- Nickname: Verdão
- Leagues: NBB
- Founded: 1914; 111 years ago (parent athletic club) 1923; 102 years ago (basketball club)
- Arena: Ginásio Palestra Itália
- Capacity: 1,500
- Location: São Paulo, SP, Brazil
- Team colors: White and Green
- President: Maurício Galiotte
- Championships: 1 Brazilian Championship
- Website: palmeiras.com.br
| Home | Away |

= SE Palmeiras (basketball) =

Brazilian basketball club

Sociedade Esportiva Palmeiras, abbreviated as S.E. Palmeiras, and also commonly known as Palmeiras Basquete, is a Brazilian men's professional basketball club that is based in São Paulo, Brazil. It is a part of the multi-sports club Sociedade Esportiva Palmeiras. The club competes in the top-tier level Brazilian League.

==History==
The basketball department of Sociedade Esportiva Palmeiras was founded in 1923 by pioneers Nicolino Spina and Estevam J. Stratta.
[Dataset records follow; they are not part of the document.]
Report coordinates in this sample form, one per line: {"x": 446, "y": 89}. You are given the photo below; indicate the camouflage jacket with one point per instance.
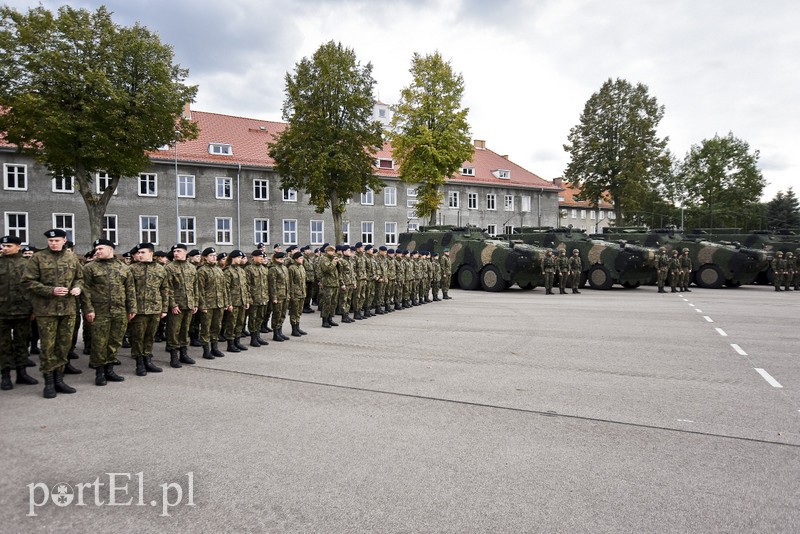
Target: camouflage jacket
{"x": 108, "y": 288}
{"x": 47, "y": 270}
{"x": 212, "y": 291}
{"x": 258, "y": 282}
{"x": 14, "y": 301}
{"x": 152, "y": 288}
{"x": 182, "y": 277}
{"x": 238, "y": 289}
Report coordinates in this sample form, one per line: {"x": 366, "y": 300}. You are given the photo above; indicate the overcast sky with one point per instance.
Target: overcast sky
{"x": 529, "y": 66}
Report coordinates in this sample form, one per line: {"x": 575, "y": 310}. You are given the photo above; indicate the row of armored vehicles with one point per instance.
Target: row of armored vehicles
{"x": 623, "y": 256}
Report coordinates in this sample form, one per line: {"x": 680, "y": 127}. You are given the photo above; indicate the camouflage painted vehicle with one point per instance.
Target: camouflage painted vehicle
{"x": 478, "y": 260}
{"x": 604, "y": 263}
{"x": 713, "y": 264}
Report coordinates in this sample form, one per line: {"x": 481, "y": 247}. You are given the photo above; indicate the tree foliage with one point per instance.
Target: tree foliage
{"x": 615, "y": 152}
{"x": 328, "y": 147}
{"x": 430, "y": 135}
{"x": 85, "y": 95}
{"x": 722, "y": 178}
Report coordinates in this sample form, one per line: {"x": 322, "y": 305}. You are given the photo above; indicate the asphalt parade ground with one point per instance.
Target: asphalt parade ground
{"x": 609, "y": 411}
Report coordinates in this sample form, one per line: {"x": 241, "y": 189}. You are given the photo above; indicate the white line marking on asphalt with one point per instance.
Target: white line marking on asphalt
{"x": 772, "y": 382}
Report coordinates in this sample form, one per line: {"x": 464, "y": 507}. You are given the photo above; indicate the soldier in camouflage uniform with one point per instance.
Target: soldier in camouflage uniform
{"x": 182, "y": 279}
{"x": 297, "y": 292}
{"x": 152, "y": 304}
{"x": 15, "y": 315}
{"x": 278, "y": 295}
{"x": 54, "y": 278}
{"x": 109, "y": 303}
{"x": 212, "y": 300}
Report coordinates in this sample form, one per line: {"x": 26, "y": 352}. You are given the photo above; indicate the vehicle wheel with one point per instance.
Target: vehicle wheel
{"x": 710, "y": 277}
{"x": 600, "y": 278}
{"x": 468, "y": 278}
{"x": 491, "y": 279}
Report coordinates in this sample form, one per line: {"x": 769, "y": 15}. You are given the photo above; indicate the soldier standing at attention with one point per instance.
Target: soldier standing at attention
{"x": 575, "y": 268}
{"x": 549, "y": 270}
{"x": 152, "y": 304}
{"x": 15, "y": 315}
{"x": 54, "y": 278}
{"x": 109, "y": 303}
{"x": 297, "y": 292}
{"x": 686, "y": 270}
{"x": 662, "y": 267}
{"x": 182, "y": 277}
{"x": 278, "y": 295}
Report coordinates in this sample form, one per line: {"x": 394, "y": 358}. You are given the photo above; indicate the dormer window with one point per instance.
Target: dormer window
{"x": 220, "y": 149}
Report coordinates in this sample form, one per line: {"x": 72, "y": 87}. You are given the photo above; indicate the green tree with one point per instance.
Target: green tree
{"x": 722, "y": 179}
{"x": 783, "y": 211}
{"x": 615, "y": 152}
{"x": 328, "y": 147}
{"x": 84, "y": 95}
{"x": 430, "y": 135}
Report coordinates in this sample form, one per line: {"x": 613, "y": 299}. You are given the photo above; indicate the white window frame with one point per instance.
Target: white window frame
{"x": 20, "y": 173}
{"x": 142, "y": 229}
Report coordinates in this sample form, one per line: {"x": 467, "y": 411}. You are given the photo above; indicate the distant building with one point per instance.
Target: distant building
{"x": 579, "y": 213}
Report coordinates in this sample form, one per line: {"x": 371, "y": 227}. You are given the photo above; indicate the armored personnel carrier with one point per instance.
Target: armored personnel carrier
{"x": 477, "y": 259}
{"x": 713, "y": 264}
{"x": 604, "y": 263}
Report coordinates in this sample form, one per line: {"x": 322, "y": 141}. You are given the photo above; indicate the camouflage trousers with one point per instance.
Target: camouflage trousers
{"x": 55, "y": 333}
{"x": 107, "y": 333}
{"x": 15, "y": 332}
{"x": 142, "y": 333}
{"x": 178, "y": 328}
{"x": 210, "y": 325}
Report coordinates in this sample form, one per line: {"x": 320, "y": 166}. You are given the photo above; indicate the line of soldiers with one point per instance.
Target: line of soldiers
{"x": 196, "y": 298}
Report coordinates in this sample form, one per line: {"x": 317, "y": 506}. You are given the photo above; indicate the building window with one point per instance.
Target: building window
{"x": 452, "y": 199}
{"x": 16, "y": 177}
{"x": 17, "y": 225}
{"x": 317, "y": 232}
{"x": 391, "y": 234}
{"x": 368, "y": 198}
{"x": 290, "y": 231}
{"x": 367, "y": 232}
{"x": 260, "y": 230}
{"x": 260, "y": 189}
{"x": 224, "y": 227}
{"x": 390, "y": 196}
{"x": 148, "y": 229}
{"x": 63, "y": 184}
{"x": 188, "y": 233}
{"x": 224, "y": 187}
{"x": 110, "y": 228}
{"x": 185, "y": 187}
{"x": 66, "y": 222}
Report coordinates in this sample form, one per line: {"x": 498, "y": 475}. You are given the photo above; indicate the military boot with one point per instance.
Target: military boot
{"x": 150, "y": 366}
{"x": 49, "y": 386}
{"x": 6, "y": 384}
{"x": 24, "y": 378}
{"x": 111, "y": 375}
{"x": 58, "y": 382}
{"x": 100, "y": 377}
{"x": 184, "y": 357}
{"x": 70, "y": 369}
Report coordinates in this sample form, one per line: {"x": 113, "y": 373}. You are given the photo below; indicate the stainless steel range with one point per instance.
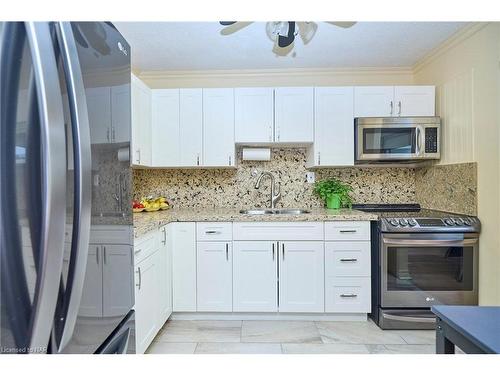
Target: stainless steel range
{"x": 421, "y": 258}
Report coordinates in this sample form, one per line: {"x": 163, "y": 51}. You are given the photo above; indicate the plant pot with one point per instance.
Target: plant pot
{"x": 333, "y": 201}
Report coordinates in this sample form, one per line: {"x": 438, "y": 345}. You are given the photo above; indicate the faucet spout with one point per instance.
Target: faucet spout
{"x": 275, "y": 188}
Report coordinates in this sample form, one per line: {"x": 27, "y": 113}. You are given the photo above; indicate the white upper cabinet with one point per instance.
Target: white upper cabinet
{"x": 254, "y": 108}
{"x": 393, "y": 101}
{"x": 333, "y": 127}
{"x": 191, "y": 125}
{"x": 294, "y": 116}
{"x": 255, "y": 291}
{"x": 374, "y": 101}
{"x": 141, "y": 123}
{"x": 214, "y": 276}
{"x": 302, "y": 283}
{"x": 99, "y": 109}
{"x": 165, "y": 128}
{"x": 218, "y": 127}
{"x": 120, "y": 113}
{"x": 414, "y": 100}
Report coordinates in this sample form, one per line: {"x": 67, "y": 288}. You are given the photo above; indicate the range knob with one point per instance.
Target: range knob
{"x": 449, "y": 221}
{"x": 393, "y": 222}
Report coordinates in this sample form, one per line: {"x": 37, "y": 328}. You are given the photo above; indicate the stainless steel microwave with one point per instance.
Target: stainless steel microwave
{"x": 397, "y": 139}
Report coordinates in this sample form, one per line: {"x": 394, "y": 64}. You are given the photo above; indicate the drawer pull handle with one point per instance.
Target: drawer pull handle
{"x": 212, "y": 232}
{"x": 140, "y": 278}
{"x": 349, "y": 295}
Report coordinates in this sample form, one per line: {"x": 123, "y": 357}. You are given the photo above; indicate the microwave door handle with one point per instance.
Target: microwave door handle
{"x": 82, "y": 161}
{"x": 418, "y": 143}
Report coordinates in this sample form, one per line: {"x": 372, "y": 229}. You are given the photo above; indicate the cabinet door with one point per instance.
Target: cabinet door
{"x": 91, "y": 302}
{"x": 414, "y": 100}
{"x": 99, "y": 108}
{"x": 214, "y": 276}
{"x": 191, "y": 127}
{"x": 301, "y": 275}
{"x": 146, "y": 302}
{"x": 118, "y": 297}
{"x": 218, "y": 127}
{"x": 165, "y": 277}
{"x": 165, "y": 128}
{"x": 184, "y": 272}
{"x": 120, "y": 113}
{"x": 254, "y": 121}
{"x": 255, "y": 276}
{"x": 334, "y": 126}
{"x": 374, "y": 101}
{"x": 294, "y": 114}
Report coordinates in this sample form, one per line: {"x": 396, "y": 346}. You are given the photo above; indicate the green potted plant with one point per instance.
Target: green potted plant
{"x": 334, "y": 192}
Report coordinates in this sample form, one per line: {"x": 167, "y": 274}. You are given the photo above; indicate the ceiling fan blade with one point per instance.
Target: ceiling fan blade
{"x": 285, "y": 41}
{"x": 234, "y": 27}
{"x": 344, "y": 25}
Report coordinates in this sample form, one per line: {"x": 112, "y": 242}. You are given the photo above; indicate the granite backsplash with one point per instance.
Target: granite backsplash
{"x": 451, "y": 187}
{"x": 235, "y": 187}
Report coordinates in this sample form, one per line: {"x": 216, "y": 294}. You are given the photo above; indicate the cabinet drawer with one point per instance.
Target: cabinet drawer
{"x": 347, "y": 231}
{"x": 214, "y": 231}
{"x": 145, "y": 245}
{"x": 348, "y": 295}
{"x": 344, "y": 258}
{"x": 282, "y": 231}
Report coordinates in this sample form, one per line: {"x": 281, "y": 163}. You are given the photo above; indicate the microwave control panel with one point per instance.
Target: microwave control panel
{"x": 430, "y": 140}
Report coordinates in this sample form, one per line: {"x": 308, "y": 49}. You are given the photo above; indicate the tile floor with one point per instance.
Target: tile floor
{"x": 287, "y": 337}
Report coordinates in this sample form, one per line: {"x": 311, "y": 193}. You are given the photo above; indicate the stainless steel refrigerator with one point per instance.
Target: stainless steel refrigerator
{"x": 65, "y": 218}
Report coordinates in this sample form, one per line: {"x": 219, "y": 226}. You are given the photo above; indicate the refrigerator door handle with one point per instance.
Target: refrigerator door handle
{"x": 83, "y": 184}
{"x": 53, "y": 140}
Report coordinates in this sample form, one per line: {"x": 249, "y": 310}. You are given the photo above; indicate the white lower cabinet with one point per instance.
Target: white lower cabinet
{"x": 301, "y": 276}
{"x": 184, "y": 269}
{"x": 255, "y": 275}
{"x": 214, "y": 276}
{"x": 146, "y": 301}
{"x": 347, "y": 295}
{"x": 153, "y": 285}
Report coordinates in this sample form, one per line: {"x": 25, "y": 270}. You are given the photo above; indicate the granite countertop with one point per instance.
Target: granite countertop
{"x": 148, "y": 221}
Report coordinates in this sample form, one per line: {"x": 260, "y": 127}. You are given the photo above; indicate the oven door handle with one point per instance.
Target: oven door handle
{"x": 464, "y": 242}
{"x": 409, "y": 319}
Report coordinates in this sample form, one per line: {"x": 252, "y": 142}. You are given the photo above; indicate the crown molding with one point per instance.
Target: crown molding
{"x": 448, "y": 44}
{"x": 249, "y": 73}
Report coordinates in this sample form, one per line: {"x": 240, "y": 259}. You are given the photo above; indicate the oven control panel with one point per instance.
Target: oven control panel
{"x": 426, "y": 224}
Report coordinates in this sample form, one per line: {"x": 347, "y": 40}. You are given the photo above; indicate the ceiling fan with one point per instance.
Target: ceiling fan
{"x": 283, "y": 33}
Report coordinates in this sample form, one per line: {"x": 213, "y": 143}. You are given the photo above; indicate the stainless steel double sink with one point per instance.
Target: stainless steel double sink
{"x": 275, "y": 211}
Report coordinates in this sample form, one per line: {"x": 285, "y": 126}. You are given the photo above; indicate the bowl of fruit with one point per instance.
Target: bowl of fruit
{"x": 150, "y": 204}
{"x": 137, "y": 206}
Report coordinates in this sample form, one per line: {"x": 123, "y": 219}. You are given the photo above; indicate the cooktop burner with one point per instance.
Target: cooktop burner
{"x": 413, "y": 218}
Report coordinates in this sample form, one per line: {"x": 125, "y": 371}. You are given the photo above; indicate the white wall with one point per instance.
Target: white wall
{"x": 466, "y": 71}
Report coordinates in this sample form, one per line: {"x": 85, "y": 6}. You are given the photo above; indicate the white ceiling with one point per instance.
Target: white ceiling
{"x": 201, "y": 46}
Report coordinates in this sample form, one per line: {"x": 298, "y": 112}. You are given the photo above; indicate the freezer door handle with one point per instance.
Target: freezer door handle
{"x": 83, "y": 184}
{"x": 53, "y": 176}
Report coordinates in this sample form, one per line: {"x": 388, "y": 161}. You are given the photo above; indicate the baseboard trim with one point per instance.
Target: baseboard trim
{"x": 354, "y": 317}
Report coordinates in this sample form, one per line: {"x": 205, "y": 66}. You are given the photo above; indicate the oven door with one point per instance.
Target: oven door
{"x": 421, "y": 270}
{"x": 375, "y": 142}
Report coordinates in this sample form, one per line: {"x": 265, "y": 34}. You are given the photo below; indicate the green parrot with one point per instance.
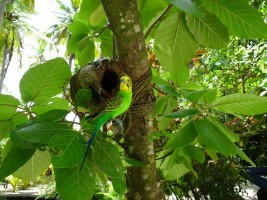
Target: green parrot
{"x": 115, "y": 107}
Their vision and leadership were instrumental in the growth of the sport, both within the club and across Brazil, during the early 1920s.

Basketball became the second team sport introduced at Palmeiras, following football, which was already well-established and highly regarded in the Brazilian sports scene.

On April 24, 1924, Palmeiras—then known as Palestra Itália—joined forces with CA Paulistano, Espéria, the Young Men's Christian Association (YMCA), and the São Paulo Athletic Association to form the São Paulo Basketball Federation, aiming to organize the first interclub competitions.

In November 1925, Oscar Paolillo and Estevam Stratta became the first Palestra Itália athletes to represent the São Paulo Basketball Team in a friendly match.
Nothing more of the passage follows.